Give us a brief introduction to the Global Health Innovation Fund and to Merck. A lot has changed after our first interview five years ago.
I joined Merck – it will be actually seven years this April – to start their venture capital activities. They had not actually done any venture capital work prior to that. Before joining Merck I was at Johnson & Johnson for close to 20 years, and spending the majority of my career investing for them as well.
So today we are a $500m fund, we have over 35 portfolio companies. We have had about seven exits to date, and Merck has actually acquired two of our companies to date, so we think we are delivering what Merck asked us to on day one, which was to try to give Merck a number of options around this non-core area of healthcare.
Give us some examples of what “connected health” means to Merck and your fund.
One of the most important things that a venture fund needs to do is have a strategy – especially a corporate venture fund. The way we think of our strategy, and healthcare is uniquely positioned to have this type of strategy, in that what happens in healthcare versus other industries is really hard to scale, because of the local and regional nature by which healthcare is practised. So you have to build a strategy around how you are going to invest and how you are actually going to scale, and then bring that value back to your parent company.
So we created this thing called connected health. It operates on two fundamental investment theses. Our first thesis is that we believe data is the currency we are going to use in the future market. This means that we want all of our companies to touch data in some way. Because healthcare is based on value and outcomes, so data is what drives that value and outcome.
The second thesis – one of the big lessons I learned from all the years investing at J&J, in healthcare specifically – is point solutions do not work. A point solution is a very narrow company focused on a very narrow widget, if you will. And the problem with healthcare is that it is much broader than that. So we work in what we call an interconnected healthcare framework. We try to connect companies. When we look at a company, if we cannot connect it to another company within our portfolio or outside our portfolio, we do not do that investment. We are trying to make sure we can partner this company. Partnering can mean a lot of things, it can mean merging them or it can be a commercial agreement, or it can just be a handshake that we are going to try to work together and deliver an integrated solution to the market.

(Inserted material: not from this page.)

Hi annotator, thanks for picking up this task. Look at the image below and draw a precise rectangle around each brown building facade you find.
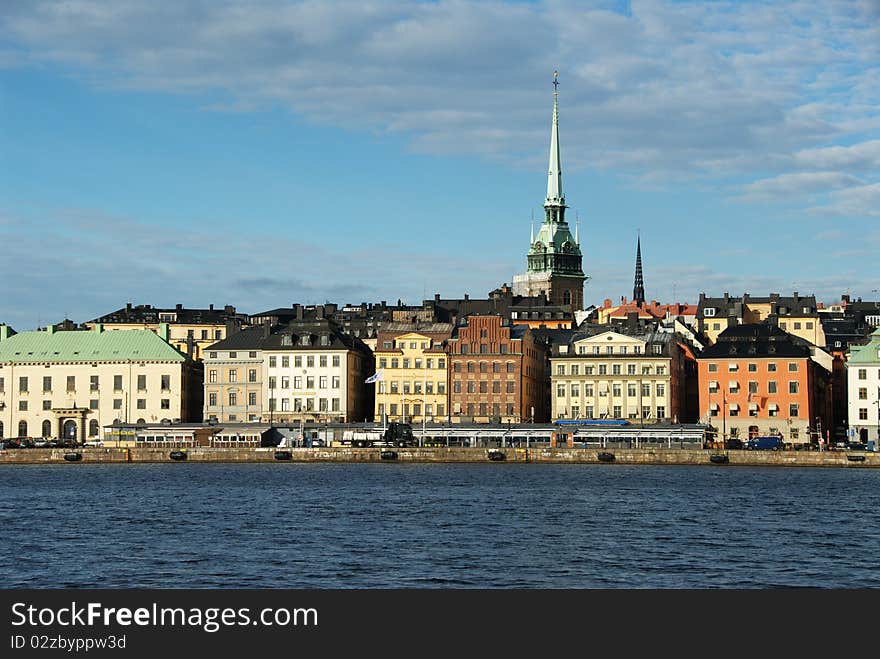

We think of data as commodity data. These are things like electronic medical records and data of patients’ healthcare. Everybody has access to the data – you can actually buy this data. The problem is it does not tell you a lot about a specific patient. So we are really interested in investing in what we call emerging informational tools. And they can be things like point-of-care diagnostic companies. It could be molecular diagnostic companies, it could be remote monitoring. It could be mobile and social. It is all this new data that is being generated by these companies. Our goal is to merge this new data with commodity data, and you create what is called a large patient data set, that is much deeper and allows us to know more about a patient.
What is really important for us is the next step, which is investing in the middle layer – health IT platforms. If you cannot aggregate data, integrate data and harmonise data, you cannot actually use the data you are collecting. So we want an infrastructure layer that allows us to do three main things. One is secure data in a private setting, so it would comply with confidentiality laws.
Two is to aggregate, integrate, harmonise that data. And the third is analyse that data. So we are interested in companies that can do all those things, because the problem is you cannot get to a solution if you just have disparate data and you do not have it infrastructurally.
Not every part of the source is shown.